The GOP "Pledge": What's Not In It
The House Republicans on Thursday released a manifesto outlining what they intend to do should they triumph in the coming congressional elections. The glossy document, which is adorned with photographs of the Statue of Liberty, Mt. Rushmore, and cowboys, is high-mindedly titled "A Pledge to America: A New Governing Agenda Built on the Priorities of Our Nation, the Principles We Stand For & America's Founding Values." And it offers few surprises: tax cuts for all (including the super-rich), slashing federal spending (without specifying actual targets), downsizing government, more money for the military (especially missile defense), and repealing the health care bill. It decries deficits—though it advocates proposals that will add trillions of dollars to the deficit. It calls for reforming Congress—but in non-significant ways (such as forcing legislators to place a sentence in every bill attesting that the legislation is connected to a principle in the Constitution). It's full of Hallmark-style patriotism: "America is more than a country." It's infused with tea party anger: Washington has plotted "to thwart the will of the people and overturn their votes and their values." It is likely to have little impact on the elections.
You can read it yourself. Or peruse the reviews: liberal Ezra Klein dissects its internal contradictions; tea partier Erick Erickson decries the "Pledge" as a sell-out of the tea party movement; Republican curmudgeon David Frum finds it retro and short on "modern" and "affirmative" ideas for governing during a recessionary year.
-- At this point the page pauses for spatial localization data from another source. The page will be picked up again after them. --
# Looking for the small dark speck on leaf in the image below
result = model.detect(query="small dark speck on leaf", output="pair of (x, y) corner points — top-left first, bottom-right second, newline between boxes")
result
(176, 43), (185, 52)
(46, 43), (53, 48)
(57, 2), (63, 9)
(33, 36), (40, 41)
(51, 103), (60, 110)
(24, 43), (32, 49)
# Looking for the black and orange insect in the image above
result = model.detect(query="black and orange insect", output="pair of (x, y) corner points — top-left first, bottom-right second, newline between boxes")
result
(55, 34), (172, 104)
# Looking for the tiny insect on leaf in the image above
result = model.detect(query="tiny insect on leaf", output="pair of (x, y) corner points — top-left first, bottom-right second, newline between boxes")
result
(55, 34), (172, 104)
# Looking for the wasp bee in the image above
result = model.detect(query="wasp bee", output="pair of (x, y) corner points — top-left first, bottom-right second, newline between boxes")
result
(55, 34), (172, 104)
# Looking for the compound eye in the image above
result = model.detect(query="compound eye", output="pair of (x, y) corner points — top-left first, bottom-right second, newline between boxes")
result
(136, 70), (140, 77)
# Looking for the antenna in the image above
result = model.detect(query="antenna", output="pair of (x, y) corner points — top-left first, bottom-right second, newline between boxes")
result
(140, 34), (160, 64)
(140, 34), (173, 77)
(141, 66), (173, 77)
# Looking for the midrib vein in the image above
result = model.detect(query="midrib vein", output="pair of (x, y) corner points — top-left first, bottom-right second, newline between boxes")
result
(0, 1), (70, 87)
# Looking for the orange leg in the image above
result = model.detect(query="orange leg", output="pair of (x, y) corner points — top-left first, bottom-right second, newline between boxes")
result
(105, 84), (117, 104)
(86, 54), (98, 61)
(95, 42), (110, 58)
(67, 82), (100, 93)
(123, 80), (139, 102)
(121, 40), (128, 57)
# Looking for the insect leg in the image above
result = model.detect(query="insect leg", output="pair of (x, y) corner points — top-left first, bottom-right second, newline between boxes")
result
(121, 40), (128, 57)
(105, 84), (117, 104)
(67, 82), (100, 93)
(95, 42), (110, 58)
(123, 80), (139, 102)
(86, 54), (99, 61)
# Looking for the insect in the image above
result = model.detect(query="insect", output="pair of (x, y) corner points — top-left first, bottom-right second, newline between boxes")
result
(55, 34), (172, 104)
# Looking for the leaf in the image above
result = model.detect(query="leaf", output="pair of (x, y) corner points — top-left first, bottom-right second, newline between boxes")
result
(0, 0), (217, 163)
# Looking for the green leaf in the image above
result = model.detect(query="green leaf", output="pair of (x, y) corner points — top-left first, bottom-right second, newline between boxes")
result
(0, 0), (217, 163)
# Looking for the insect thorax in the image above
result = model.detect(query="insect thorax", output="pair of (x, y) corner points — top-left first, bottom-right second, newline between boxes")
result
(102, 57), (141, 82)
But here's a short-cut for you. Below is a list of words and phrases and the number of times they are each mentioned in the 45-page "Pledge."
Wall Street: 0
Mortgage crisis: 0
K Street: 0
Campaign finance: 0
Campaign contribution: 0
Campaign donation: 0
Climate change: 0
Environment: 1 ("political environment")
Alternative energy: 0
Food safety: 0
Bush administration: 0
That list is as telling as the actual contents.